How to Support a Growing Kubernetes Cluster With a Small Etcd | Datadog

How to support a growing Kubernetes cluster with a small etcd

Author David M. Lentz

Published: 12月 20, 2024

Etcd plays a critical role in your Kubernetes setup: it stores the ever-changing state of your cluster and its objects, and the API server uses this data to manage cluster resources. As your applications thrive and your Kubernetes clusters see more traffic, etcd handles an increasing amount of data. But etcd’s storage space is limited: the recommended maximum is 8 GiB, and a large and dynamic cluster can easily generate enough data to reach that limit. If your etcd data store exceeds its configured storage limit, it can’t accept any new data, and your Kubernetes cluster will become inoperable.

This post explores some best practices that can help you avoid outgrowing your etcd storage, even while your Kubernetes cluster becomes larger and busier. We’ll show you how you can:

But first, we’ll explore the key data storage and cluster architecture features that shape how you manage etcd to support a growing Kubernetes cluster.

Key features of etcd storage and architecture

Etcd holds the data that describes the objects in a Kubernetes cluster—such as pods, endpoints, ConfigMaps, and events—and uses multi-version concurrency control (MVCC) to maintain a history of those objects. Kubernetes controllers use this history to detect changes in the state of the cluster and update objects as necessary to align the cluster’s actual state with its desired state. For example, the ReplicaSet controller receives a notification whenever the API server detects a change in etcd data indicating that a pod has been evicted, and the controller then creates a new replica to restore the cluster to its desired state.

To maintain this history, etcd creates a new version of an object’s data whenever the object is updated, generating additional data instead of overwriting the object’s existing data. This means that every revision of every object occupies space in etcd and that every update increases the amount of data etcd needs to store.
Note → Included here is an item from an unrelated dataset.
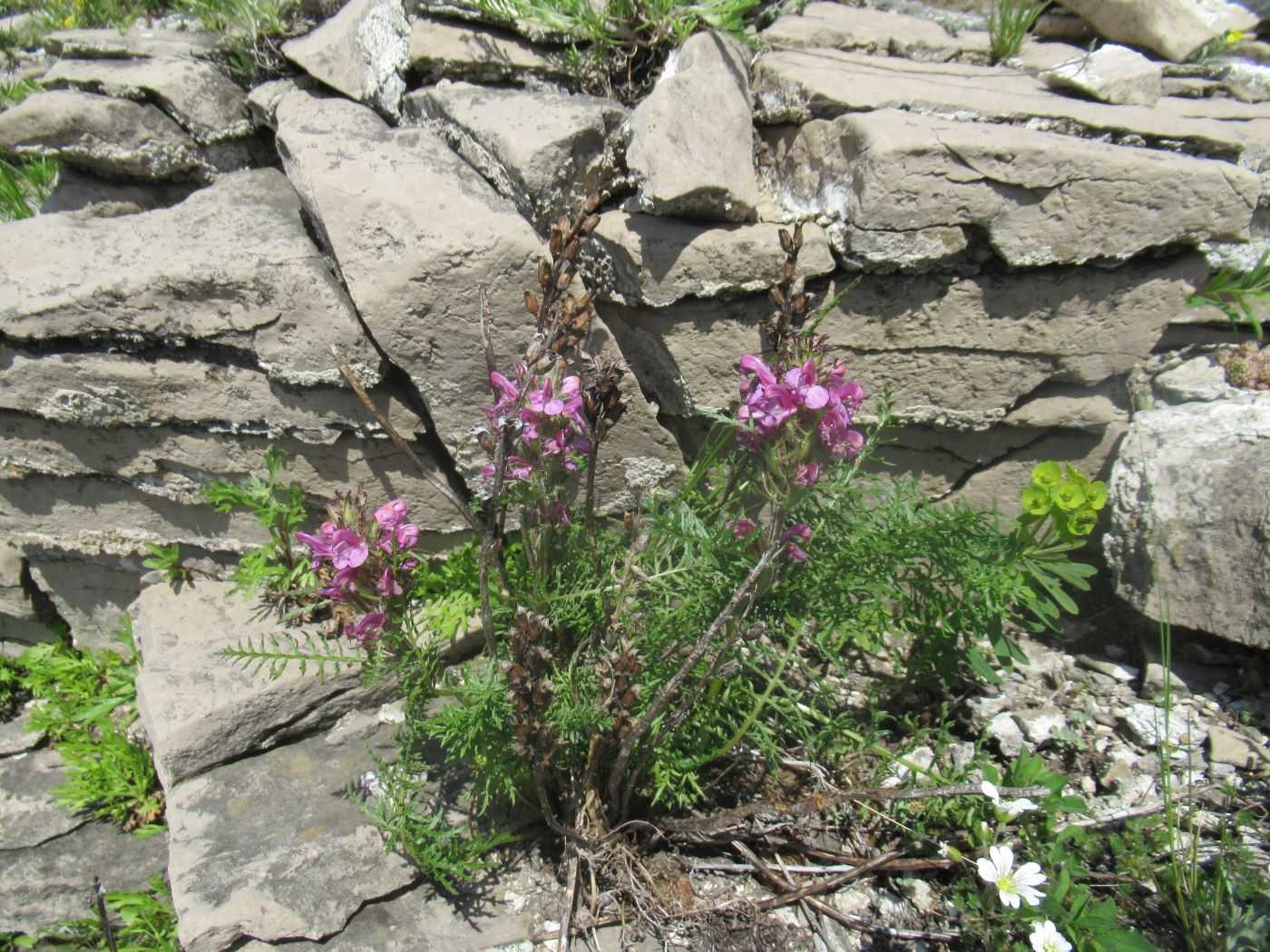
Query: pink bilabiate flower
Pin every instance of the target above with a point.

To prevent its data store from expanding perpetually, etcd frees up space by periodically compacting old version data. But if the Kubernetes cluster experiences unexpected activity or rapid growth, etcd could run out of space, putting Kubernetes into an unpredictable state.

Etcd operates in a highly available (HA) cluster and uses the Raft protocol to ensure data consistency among its members even in the presence of node failures. Raft designates a single node as the leader, which processes data updates (such as a write request from the API server to add a Kubernetes object) and then replicates those changes to all of the follower nodes. Both the leader and the followers (other nodes in the cluster) can process read requests. The cluster may also contain learners—nodes that have recently joined the cluster, which become followers only after they have received all of the data necessary to participate in the cluster.
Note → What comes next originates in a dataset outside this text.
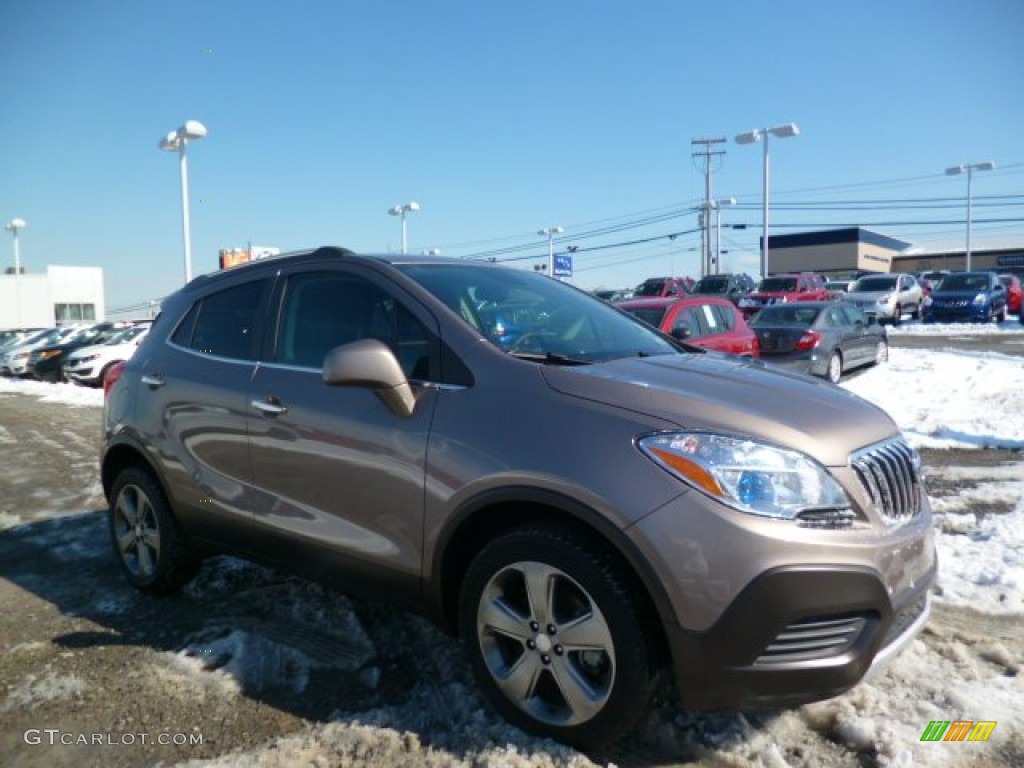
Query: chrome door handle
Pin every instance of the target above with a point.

With multiple nodes (leaders and followers) able to respond to requests from kube-apiserver, it may seem like adding more nodes would improve performance. However, this strategy does not offer a performance advantage for etcd the way scaling out the Kubernetes control plane does, because in larger etcd clusters, every write operation requires more Raft activity. The resultant overhead of maintaining consistency across a larger number of nodes can cause a bottleneck that potentially degrades performance instead of improving it. Kubernetes advises against autoscaling etcd, and for optimal performance, etcd recommends maintaining a five-node cluster.

For a deeper look at how etcd works, see our etcd monitoring guide.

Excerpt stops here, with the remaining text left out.